Gerede

Diskursanalyse

Lächelst Du, teilt mich der Schatten Deiner Zähne. Schweigst Du aber, wärmt mich Deine Abwesenheit. Mit Deinen verkrümmten Worten zeigst Du mir eine längst vergilbte Welt, deren Landschaften noch einem Kartographen harren. Du aber weißt längst um die dreieinhalb Douglastannen, bei deren Anblick man sich rechts halten muss und um die Eulen, deren Gesang Zupfkuchen servierende Scheinriesen hervorlockt. Du reichst mir den dunklen Tee als handele es sich um einen Aufguss handgezupfter Nana-Minze; deine Hand zittert crescendo, deine Pupillen verengen sich zu Nadelspitzen, die erst dann wieder stricken könnten, wenn die Tasse wohlbehalten auf der Tischplatte zum Stehen kommt. Der Klang von Steingut auf Holz signalisiert das erfolgreiche Ende der ersten Etappe.

Und so gönne auch ich mir ein paar Atemzüge, bis Dein Blick mich als sein neues Opfer kürt und Deine Wimpern die Sicht freigeben in diese blickdicht verhärteten Blitzschleudern, die ein Lächeln zur Waffe machen. Niemals direkt in seine Augen schauen, hatte sie mich gewarnt, schau auf seine Schläfen, auf seine Stirn. Halte stand. Nicht erwähnt hatte sie das Magnetfeld, das schon in den umgebenden Krähenfüßen deutlich wird, allesamt pupillenzentriert, mein Blick kann sich nur ergeben in das Wagnis der graugrünen Tiefseeschluchten.
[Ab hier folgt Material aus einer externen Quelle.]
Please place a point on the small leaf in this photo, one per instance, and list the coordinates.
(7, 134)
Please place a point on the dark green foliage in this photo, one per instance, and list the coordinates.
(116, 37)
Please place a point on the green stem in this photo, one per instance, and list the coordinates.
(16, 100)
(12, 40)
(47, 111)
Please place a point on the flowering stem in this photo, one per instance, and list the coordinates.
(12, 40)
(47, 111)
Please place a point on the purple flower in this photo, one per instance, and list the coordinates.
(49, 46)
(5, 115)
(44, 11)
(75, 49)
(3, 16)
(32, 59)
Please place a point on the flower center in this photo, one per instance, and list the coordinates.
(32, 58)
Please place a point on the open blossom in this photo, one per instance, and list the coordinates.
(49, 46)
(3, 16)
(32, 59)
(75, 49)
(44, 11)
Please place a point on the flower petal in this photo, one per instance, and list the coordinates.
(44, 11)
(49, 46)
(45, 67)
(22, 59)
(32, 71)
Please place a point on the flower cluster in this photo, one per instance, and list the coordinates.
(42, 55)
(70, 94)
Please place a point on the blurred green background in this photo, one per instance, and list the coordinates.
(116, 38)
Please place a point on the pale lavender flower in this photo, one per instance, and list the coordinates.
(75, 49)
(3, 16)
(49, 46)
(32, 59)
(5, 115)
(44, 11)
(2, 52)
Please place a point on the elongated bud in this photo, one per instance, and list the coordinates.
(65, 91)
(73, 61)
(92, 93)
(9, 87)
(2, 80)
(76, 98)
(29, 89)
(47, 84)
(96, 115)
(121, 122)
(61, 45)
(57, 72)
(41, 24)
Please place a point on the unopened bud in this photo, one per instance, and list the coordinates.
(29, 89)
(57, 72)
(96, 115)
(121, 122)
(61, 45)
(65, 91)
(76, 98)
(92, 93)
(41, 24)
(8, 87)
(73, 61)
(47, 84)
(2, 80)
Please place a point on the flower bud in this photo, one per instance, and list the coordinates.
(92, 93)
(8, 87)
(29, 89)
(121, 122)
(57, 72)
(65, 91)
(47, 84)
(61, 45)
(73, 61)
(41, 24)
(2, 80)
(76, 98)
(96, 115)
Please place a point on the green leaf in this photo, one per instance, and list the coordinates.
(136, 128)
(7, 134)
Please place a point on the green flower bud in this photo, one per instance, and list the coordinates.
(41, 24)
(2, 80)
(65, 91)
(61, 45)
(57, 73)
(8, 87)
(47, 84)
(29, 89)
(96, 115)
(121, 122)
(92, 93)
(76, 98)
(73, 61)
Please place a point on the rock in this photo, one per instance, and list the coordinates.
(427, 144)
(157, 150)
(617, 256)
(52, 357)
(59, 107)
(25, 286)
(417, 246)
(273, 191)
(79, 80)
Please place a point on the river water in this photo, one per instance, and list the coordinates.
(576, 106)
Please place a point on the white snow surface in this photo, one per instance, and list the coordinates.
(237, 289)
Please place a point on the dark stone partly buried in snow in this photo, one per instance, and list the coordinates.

Der Widerstand reichte kaum für einen Kürzesturlaub in den hellbraunen Mulden zwischen Augenbraue und Oberlid, dann war die Verlockung des kühlen Nass übermächtig. Für Sekunden.

Und da ist es auch schon, Dein Lächeln, das mich zuckend uneins macht, das mich reflexhaft zur nahe stehenden Teetasse greifen lässt, als berge Tee tatsächlich Abwehrkräfte und könnte seine Wärme Deine Kälte entschärfen. Meine Hand zittert nicht, aber die Breite Deines Lächelns verrät Dein Wissen. Von Deinen Worten hatten mich nur die ersten drei wirklich erreicht, dann ging die Konzentration für den Widerstand drauf und erst jetzt, wo alles verloren, dringen die knackenden Laute wieder bis zu mir. Noch klingen sie fremd und stehen zusammenhanglos im Raum, aber kurz später schon verbinden sie sich zu Einheiten, synchronisieren ihr Rauschen, rhythmisieren ihre Abstände. Ich zwinge mich zu einem Mund voll Luft unter Deinem prüfenden Blick und mit der Bewegung meiner Lippen verstehe ich, Deine zu lesen.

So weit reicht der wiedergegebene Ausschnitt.